Immunostaining Techniques

  • Methods to Detect Proteins:

    • Uses primary antibodies binding to specific antigens, secondary antibodies for visualization.

RNA-FISH Techniques

  • RNA Detection Methodology:

    • Involves dissection, fixation, prehybridization, and imaging subsequent to hybridization with fluorescent probes.

Advanced Fluorescence Techniques

  • Fluorescence Resonance Energy Transfer (FRET):

    • Measures distances between molecules using different fluorescent labels to detect protein-protein interactions.

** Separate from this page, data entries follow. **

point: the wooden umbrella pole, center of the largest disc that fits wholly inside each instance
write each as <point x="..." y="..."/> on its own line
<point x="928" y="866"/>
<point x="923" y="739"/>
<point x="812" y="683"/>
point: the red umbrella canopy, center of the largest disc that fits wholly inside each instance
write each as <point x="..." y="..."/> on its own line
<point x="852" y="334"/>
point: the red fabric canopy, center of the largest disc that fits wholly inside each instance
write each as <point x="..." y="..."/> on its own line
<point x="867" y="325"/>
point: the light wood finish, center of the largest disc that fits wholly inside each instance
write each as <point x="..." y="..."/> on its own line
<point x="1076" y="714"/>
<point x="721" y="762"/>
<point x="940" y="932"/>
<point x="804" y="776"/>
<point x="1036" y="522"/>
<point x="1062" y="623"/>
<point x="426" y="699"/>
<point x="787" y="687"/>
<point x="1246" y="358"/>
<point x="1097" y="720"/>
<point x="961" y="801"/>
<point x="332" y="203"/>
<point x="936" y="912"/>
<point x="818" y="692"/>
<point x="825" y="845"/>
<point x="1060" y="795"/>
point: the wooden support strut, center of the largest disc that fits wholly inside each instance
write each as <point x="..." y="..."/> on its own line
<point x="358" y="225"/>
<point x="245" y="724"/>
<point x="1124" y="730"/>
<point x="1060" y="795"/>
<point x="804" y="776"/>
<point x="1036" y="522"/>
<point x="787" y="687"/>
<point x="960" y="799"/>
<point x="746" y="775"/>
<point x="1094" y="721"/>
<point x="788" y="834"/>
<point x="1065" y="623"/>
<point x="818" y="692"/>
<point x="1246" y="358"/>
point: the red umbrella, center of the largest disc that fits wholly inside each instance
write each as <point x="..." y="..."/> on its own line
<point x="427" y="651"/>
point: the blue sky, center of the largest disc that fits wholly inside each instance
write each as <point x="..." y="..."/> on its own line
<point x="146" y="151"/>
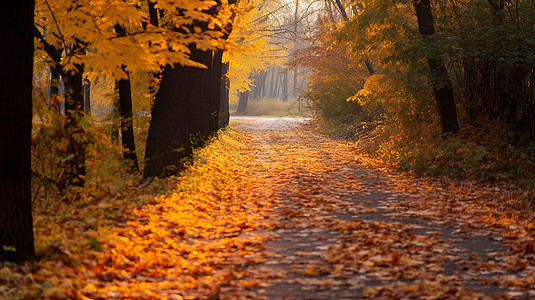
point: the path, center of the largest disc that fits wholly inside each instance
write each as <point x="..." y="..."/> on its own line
<point x="348" y="230"/>
<point x="274" y="210"/>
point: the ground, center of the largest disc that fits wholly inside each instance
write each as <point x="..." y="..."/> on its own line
<point x="273" y="210"/>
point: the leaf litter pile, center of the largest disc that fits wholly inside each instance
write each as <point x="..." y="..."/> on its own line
<point x="272" y="210"/>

Confocal vs Regular Fluorescence Microscopy Comparison

  • Regular Fluorescence Microscopy:

    • Broad sample illumination, captures both in-focus and out-of-focus light; quicker but can cause blurred images.

  • Confocal Microscopy:

    • Laser focus on thin optical sections, produces clearer images, and can construct 3D representations.

Electron Microscopy (EM)

  • Types of Electron Microscopy:

    • Transmission Electron Microscopy (TEM):

    • Uses electrons transmitted through the specimen; higher magnification up to 1,000,000×.

    • Scanning Electron Microscopy (SEM):

    • Generates detailed 3D images from electrons reflected off the specimen's surface.

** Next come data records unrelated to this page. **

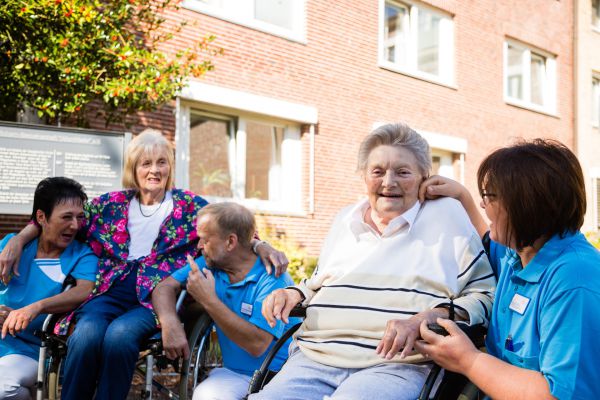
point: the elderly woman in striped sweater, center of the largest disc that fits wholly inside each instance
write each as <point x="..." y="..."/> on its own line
<point x="388" y="263"/>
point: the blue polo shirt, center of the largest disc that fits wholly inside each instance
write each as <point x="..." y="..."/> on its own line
<point x="38" y="280"/>
<point x="245" y="299"/>
<point x="550" y="310"/>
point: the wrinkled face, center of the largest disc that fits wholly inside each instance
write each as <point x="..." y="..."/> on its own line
<point x="152" y="171"/>
<point x="498" y="217"/>
<point x="211" y="243"/>
<point x="392" y="177"/>
<point x="60" y="229"/>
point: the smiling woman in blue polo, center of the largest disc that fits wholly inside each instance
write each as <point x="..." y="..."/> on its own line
<point x="543" y="336"/>
<point x="34" y="289"/>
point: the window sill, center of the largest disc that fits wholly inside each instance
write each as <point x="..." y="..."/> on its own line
<point x="530" y="107"/>
<point x="416" y="74"/>
<point x="248" y="23"/>
<point x="264" y="207"/>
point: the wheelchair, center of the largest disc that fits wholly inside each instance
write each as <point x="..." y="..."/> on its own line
<point x="447" y="385"/>
<point x="174" y="379"/>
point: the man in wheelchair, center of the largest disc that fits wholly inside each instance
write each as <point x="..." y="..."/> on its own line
<point x="34" y="287"/>
<point x="229" y="282"/>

  • Freeze-Fracture Replication:

    • Technique involves freezing specimens, fracturing them, and visualizing their internal structures in TEM.

Atomic Force Microscopy (AFM)

  • Description:

    • High-resolution technique for obtaining topographical images of individual molecules.

  • Applications:

    • Real-time imaging and manipulation of macromolecules, receptor/ligand interactions measurement.

Cell Culture Techniques

  • Definition:

    • The practice of growing cells under controlled conditions for biological studies.

  • Types of Culture:

    • Primary culture (cells direct from organisms), Secondary culture (derived from a primary culture), Cell lines (immortal cells).

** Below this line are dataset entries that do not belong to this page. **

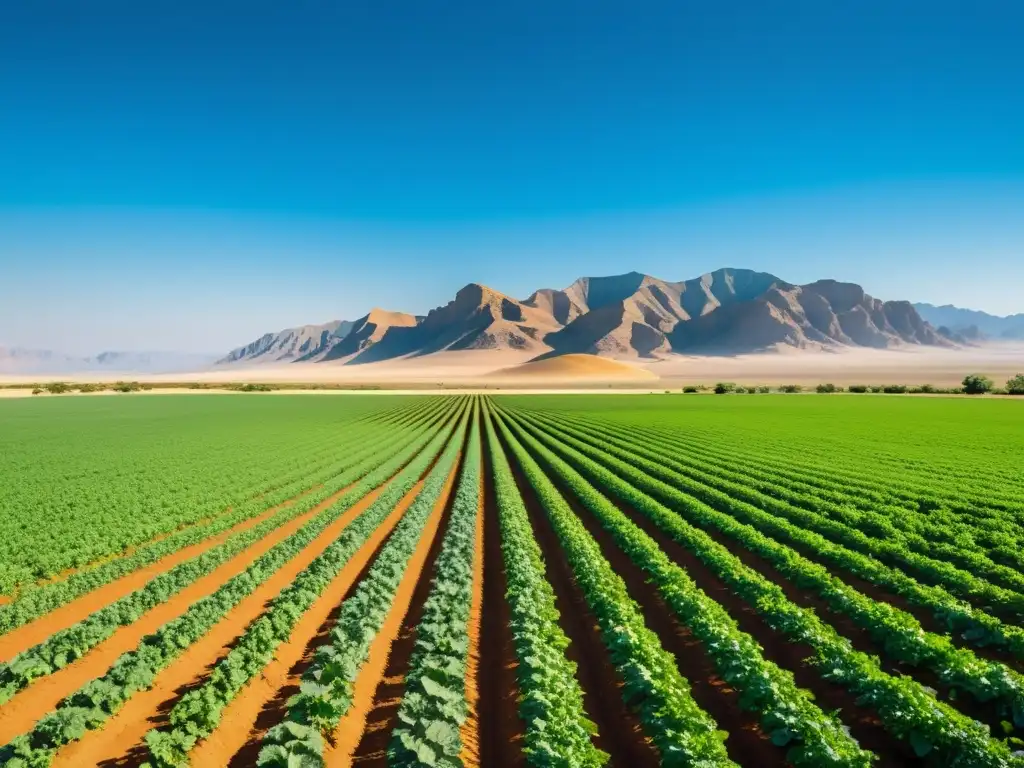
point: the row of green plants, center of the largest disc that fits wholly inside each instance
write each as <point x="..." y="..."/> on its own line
<point x="90" y="707"/>
<point x="787" y="714"/>
<point x="557" y="732"/>
<point x="328" y="686"/>
<point x="897" y="633"/>
<point x="909" y="712"/>
<point x="973" y="384"/>
<point x="433" y="708"/>
<point x="946" y="546"/>
<point x="939" y="483"/>
<point x="36" y="602"/>
<point x="66" y="646"/>
<point x="92" y="486"/>
<point x="988" y="531"/>
<point x="966" y="585"/>
<point x="652" y="685"/>
<point x="975" y="626"/>
<point x="199" y="712"/>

Studying Organelles and Cell Fractionation

  • Methods for Studying Organelles:

    • First using light microscopy, then electron microscopy, staining techniques targeted to identify organelle contents.

    • Cell Fractionation:

    • Separates organelles based on size/density via centrifugation.

Protein Purification Techniques

  • Process Description:

    • Involves removing contaminants to enhance specific protein activities.

  • Methods:

    • Liquid column chromatography; separates components via affinity to a material; High-performance liquid chromatography (HPLC) for resolution.